The ORR was 44.7% and was similar among patients with treatment-naïve (44.9%) and those who had received prior therapy (44.6%). There were no complete responses. The median DOR was 11.1 months, which was also similar regardless of prior therapy (treatment-naïve, 10.8 months; previously treated, 11.1 months).
The median PFS was 8.9 months. Among patients with treatment-naïve or previously treated disease, the median PFS was 8.5 months and 10.9 months, respectively.
Grade 3 or higher adverse events (AEs) occurred among 25% of patients and led to treatment discontinuation in 11%, treatment interruption in 35%, and dose reduction in 28%. The most common treatment-related AEs were peripheral edema, nausea, diarrhea, and blood creatinine elevation.

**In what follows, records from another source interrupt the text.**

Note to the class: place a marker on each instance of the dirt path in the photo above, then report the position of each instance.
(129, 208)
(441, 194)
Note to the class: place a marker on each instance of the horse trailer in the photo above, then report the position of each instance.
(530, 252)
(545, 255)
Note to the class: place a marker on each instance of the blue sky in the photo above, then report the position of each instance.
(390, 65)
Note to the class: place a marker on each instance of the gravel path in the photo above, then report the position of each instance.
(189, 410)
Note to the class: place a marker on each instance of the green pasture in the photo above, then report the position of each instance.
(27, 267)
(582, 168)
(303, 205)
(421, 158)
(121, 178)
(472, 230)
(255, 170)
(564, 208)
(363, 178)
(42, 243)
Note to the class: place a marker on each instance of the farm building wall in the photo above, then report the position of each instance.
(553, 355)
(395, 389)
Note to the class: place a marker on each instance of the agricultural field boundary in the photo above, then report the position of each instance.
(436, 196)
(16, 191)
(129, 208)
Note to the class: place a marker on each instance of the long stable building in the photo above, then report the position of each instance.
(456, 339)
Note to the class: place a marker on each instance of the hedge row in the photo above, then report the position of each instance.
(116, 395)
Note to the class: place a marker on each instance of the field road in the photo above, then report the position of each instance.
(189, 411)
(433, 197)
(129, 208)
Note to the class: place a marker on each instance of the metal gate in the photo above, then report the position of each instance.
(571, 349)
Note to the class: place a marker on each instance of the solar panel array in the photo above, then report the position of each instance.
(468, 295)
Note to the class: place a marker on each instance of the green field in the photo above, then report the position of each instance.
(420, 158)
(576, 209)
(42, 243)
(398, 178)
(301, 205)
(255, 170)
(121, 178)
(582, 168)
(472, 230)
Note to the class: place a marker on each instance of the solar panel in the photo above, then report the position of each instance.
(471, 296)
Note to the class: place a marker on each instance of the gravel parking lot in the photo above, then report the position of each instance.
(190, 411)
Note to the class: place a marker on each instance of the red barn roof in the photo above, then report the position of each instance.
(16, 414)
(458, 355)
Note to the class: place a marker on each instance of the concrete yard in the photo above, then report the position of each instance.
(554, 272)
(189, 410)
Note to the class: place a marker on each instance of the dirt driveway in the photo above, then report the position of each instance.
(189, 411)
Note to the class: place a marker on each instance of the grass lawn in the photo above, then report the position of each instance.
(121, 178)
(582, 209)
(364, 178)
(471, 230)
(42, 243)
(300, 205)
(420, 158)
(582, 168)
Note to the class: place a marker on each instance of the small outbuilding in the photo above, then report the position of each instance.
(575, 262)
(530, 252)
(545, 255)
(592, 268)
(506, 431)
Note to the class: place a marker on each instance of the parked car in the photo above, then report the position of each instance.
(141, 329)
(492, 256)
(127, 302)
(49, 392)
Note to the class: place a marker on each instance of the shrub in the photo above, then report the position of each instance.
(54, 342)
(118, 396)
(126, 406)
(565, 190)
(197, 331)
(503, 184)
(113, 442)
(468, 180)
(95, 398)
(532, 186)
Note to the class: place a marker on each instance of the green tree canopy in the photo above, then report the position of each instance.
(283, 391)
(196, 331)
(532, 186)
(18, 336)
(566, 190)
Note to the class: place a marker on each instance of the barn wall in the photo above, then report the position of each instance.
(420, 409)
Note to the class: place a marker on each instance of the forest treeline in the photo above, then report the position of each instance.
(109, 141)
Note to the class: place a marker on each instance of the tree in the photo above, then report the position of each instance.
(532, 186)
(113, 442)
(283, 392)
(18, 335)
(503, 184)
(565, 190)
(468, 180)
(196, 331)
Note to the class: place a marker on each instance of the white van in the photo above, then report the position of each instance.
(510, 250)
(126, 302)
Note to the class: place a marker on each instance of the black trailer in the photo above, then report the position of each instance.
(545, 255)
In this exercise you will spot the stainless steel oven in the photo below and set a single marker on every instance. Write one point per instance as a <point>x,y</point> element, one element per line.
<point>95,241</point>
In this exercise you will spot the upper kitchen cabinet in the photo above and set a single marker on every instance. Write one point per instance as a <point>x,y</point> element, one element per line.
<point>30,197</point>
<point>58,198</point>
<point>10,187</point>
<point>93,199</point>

“Tepotinib demonstrated durable clinical activity, across therapy lines, in patients with MET exon 14 skipping NSCLC, as expected when targeting an oncogenic driver alteration,” concluded Paul K. Paik, MD, who presented the updated findings.
Disclosures: Paul K. Paik, MD, disclosed financial relationships with the pharmaceutical industry and/or the medical device industry. For a full list of disclosures, please refer to the original study.
Reference
Paik PK, Sakai H, Felip E, et al. Tepotinib in patients with MET exon 14 (METex14) skipping advanced NSCLC: updated efficacy results from VISION cohort A. Presented at: 2020 World Conference on Lung Cancer Singapore; January 28-31, 2020. Abstract 1361.